Multiphase modeling and molecular simulations
The focus areas of the multiphase modeling and simulation group are coupling mass and fluid transport models for energy and separation systems. The work involves the development of multiphase models for multicomponent adsorption. The developed models are useful in increasing the process throughput, energy efficiency optimization, scaleup, and implementation studies. Molecular-level modeling helps in understanding the molecular level behavior for several types of adsorption applications from carbon capture, renewable energy systems, and environmental management systems. In addition, the group focuses on the plethora of engineering problems comprising interactions between multiple components in different states and matter including water, air, and oil. The research areas under persuasion are state of the art for global research and can potentially lead to the pioneering direction towards solutions to many long-standing technical challenges.
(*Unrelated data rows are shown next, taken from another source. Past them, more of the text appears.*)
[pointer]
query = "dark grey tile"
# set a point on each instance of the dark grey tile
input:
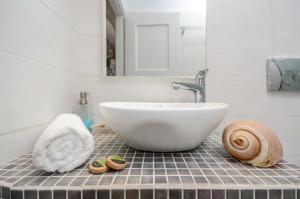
(189, 194)
(92, 181)
(103, 194)
(120, 180)
(45, 194)
(78, 181)
(135, 172)
(200, 179)
(232, 194)
(261, 194)
(74, 194)
(65, 181)
(218, 194)
(16, 194)
(51, 181)
(133, 180)
(88, 194)
(161, 194)
(160, 179)
(147, 180)
(147, 172)
(275, 193)
(30, 194)
(59, 194)
(186, 179)
(117, 194)
(173, 180)
(5, 192)
(23, 181)
(228, 180)
(106, 180)
(204, 193)
(214, 180)
(37, 181)
(132, 194)
(289, 194)
(146, 194)
(160, 172)
(175, 193)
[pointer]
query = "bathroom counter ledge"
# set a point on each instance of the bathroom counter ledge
(205, 172)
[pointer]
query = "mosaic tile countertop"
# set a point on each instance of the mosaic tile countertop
(205, 172)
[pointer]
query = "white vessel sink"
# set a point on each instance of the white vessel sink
(163, 127)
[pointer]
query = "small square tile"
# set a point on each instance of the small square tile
(147, 180)
(232, 194)
(289, 194)
(30, 194)
(5, 192)
(132, 193)
(120, 180)
(261, 194)
(59, 194)
(88, 194)
(103, 194)
(117, 194)
(218, 194)
(45, 194)
(161, 194)
(174, 180)
(65, 181)
(204, 193)
(146, 194)
(175, 193)
(74, 194)
(275, 193)
(106, 180)
(189, 194)
(16, 194)
(186, 179)
(160, 179)
(247, 194)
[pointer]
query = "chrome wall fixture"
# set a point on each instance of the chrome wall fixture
(283, 74)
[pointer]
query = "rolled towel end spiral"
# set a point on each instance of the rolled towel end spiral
(253, 143)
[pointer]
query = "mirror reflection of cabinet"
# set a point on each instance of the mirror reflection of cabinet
(155, 38)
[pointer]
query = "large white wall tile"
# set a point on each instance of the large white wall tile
(33, 93)
(16, 144)
(67, 10)
(248, 96)
(285, 18)
(239, 18)
(90, 55)
(91, 14)
(284, 127)
(286, 47)
(238, 56)
(30, 29)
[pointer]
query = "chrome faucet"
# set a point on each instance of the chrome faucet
(198, 88)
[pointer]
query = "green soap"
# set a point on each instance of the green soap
(99, 163)
(118, 159)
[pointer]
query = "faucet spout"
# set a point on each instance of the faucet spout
(198, 88)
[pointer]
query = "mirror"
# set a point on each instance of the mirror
(155, 37)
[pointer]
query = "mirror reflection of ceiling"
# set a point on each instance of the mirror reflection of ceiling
(193, 12)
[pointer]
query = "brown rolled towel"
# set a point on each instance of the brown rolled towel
(253, 143)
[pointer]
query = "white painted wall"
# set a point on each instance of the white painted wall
(39, 64)
(241, 35)
(39, 69)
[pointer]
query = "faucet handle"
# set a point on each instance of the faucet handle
(203, 72)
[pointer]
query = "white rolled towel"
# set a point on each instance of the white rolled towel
(64, 145)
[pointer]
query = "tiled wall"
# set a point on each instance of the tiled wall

The Adsorption & Separation group mainly works on multiscale adsorptive separations for sustainable chemical processing. The main objective is to reduce greenhouse gas emissions, energy storage and wastewater treatment. Synthesis of novel adsorbent materials and investigation of adsorbate uptakes of several pollutants and greenhouse gasses are investigated. Various modeling techniques such as density functional theory, molecular simulations, and computational fluid dynamics are used to predict adsorbent material properties and system dynamics. This multiscale modeling approach helps understand the adsorbent structure to improve the adsorbate uptake on a packed bed level. We work on complex environmental problems such as carbon dioxide capture and storage (CCS), which reduces greenhouse emissions from power plant flue gasses and is later used as a solvent in pharmaceutical industries. This group also focuses on designing and synthesizing novel porous crystalline materials such as metal-organic frameworks for hydrogen and methane storage applications.
The polymers research group is involved in the development of i) new proton exchange membranes for the fuel cell technology ii) membranes for the wastewater treatment, iii) surface engineered catalyst designs for various applications. The group also researches membrane filtration and understanding the transport mechanisms in the polymeric membranes. The group also works on modeling the thermodynamics of polymeric phase inversion for multicomponent systems that can be used to predict the phase morphology of polymeric networks during phase change. Modeling of the solubility sphere and estimation of solubility parameters is also accomplished by the group for novel materials, for both organic and inorganic materials.